The process is complex but is unfortunately the only legal way to proceed should you need to manage the financial affairs of someone who is already mentally incapacitated.
In this scenario there may be several months during which you would need to care for your parents with your own money before being able to access their funds.
A special trust
Another option, which would need to be in place as early as possible, is a special trust. Although similar to a family trust, a special trust is created for the sole benefit of one or more persons with a disability – including mental impairment.
If you created such a trust now in anticipation for its necessity, your parents would need to donate assets to the trust over the next few years (in consultation with a professional trustee and tax consultant). One benefit is obviously that the trustees have a legal obligation to manage the trust for the benefit of the incapacitated individual(s), so there is no need for you to be a trustee.

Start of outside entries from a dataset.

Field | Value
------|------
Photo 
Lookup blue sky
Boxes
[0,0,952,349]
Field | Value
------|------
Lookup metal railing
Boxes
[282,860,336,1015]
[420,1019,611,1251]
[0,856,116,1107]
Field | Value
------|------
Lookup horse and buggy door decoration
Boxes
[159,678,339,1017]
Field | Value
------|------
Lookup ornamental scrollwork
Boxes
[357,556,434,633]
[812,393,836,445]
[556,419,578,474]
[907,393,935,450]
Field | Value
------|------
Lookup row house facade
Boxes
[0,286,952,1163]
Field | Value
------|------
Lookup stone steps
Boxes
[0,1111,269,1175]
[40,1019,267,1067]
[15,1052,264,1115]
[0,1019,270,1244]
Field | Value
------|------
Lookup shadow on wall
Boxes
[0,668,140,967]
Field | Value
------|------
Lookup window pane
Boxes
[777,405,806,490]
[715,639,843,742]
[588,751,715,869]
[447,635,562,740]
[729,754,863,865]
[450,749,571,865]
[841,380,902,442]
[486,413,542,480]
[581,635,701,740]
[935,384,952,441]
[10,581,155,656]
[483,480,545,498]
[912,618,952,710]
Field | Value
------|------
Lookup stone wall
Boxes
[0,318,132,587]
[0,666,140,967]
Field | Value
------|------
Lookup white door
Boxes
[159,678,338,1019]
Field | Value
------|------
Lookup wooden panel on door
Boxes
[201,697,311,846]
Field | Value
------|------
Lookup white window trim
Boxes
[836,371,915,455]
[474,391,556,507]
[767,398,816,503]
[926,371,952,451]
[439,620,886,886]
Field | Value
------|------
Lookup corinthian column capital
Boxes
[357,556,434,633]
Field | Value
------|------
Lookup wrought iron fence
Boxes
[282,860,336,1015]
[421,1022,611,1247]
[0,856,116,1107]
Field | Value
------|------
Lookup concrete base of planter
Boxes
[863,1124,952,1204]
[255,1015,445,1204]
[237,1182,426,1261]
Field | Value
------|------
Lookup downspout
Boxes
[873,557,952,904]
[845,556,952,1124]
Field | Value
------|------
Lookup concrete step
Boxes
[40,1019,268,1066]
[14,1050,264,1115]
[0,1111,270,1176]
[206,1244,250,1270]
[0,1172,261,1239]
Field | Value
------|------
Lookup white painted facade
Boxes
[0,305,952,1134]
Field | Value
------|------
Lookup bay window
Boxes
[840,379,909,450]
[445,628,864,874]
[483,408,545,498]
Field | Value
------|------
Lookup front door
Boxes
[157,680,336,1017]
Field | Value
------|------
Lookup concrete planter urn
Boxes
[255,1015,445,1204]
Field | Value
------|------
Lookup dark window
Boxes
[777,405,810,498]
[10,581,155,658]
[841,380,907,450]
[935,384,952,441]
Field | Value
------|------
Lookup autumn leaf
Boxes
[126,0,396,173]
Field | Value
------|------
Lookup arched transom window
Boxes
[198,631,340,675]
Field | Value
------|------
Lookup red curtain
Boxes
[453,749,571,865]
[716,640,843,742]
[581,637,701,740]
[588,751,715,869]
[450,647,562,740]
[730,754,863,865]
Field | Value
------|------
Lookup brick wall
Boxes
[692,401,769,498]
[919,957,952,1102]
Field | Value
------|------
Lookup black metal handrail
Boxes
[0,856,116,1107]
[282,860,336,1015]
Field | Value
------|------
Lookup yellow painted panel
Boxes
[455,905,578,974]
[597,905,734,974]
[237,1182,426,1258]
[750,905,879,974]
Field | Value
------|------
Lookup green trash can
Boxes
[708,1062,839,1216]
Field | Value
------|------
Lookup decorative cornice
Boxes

The trust will cease to be a trust on the final demise of the beneficiaries so, even if your parents do not end up suffering with mental impairment, the assets in the trust will ultimately form part of their estate or be distributed in accordance with the trust deed.
A family solution
Another solution, which is not recommended as it is open to abuse, is for the families to manage the finances themselves by requesting a lump sum donation from their ageing parents, and then managing this via a family agreement. In order to avoid taxation of the donations, they would need to be limited to R100,000 per tax year.
It is important to note that there is no legal backing should the money be used for any purpose other than the intended one, and your parents could be left high and dry.
Open and honest discussion is key to this solution working, as well as absolute trust in the family members left with the responsibility of managing the funds. If you plan to go this route, or are already in such a situation, be sure to think carefully about the possible consequences should the trust be abused.
Also remember to account for the funds via a specific clause in your will to ensure the continued care of your parents.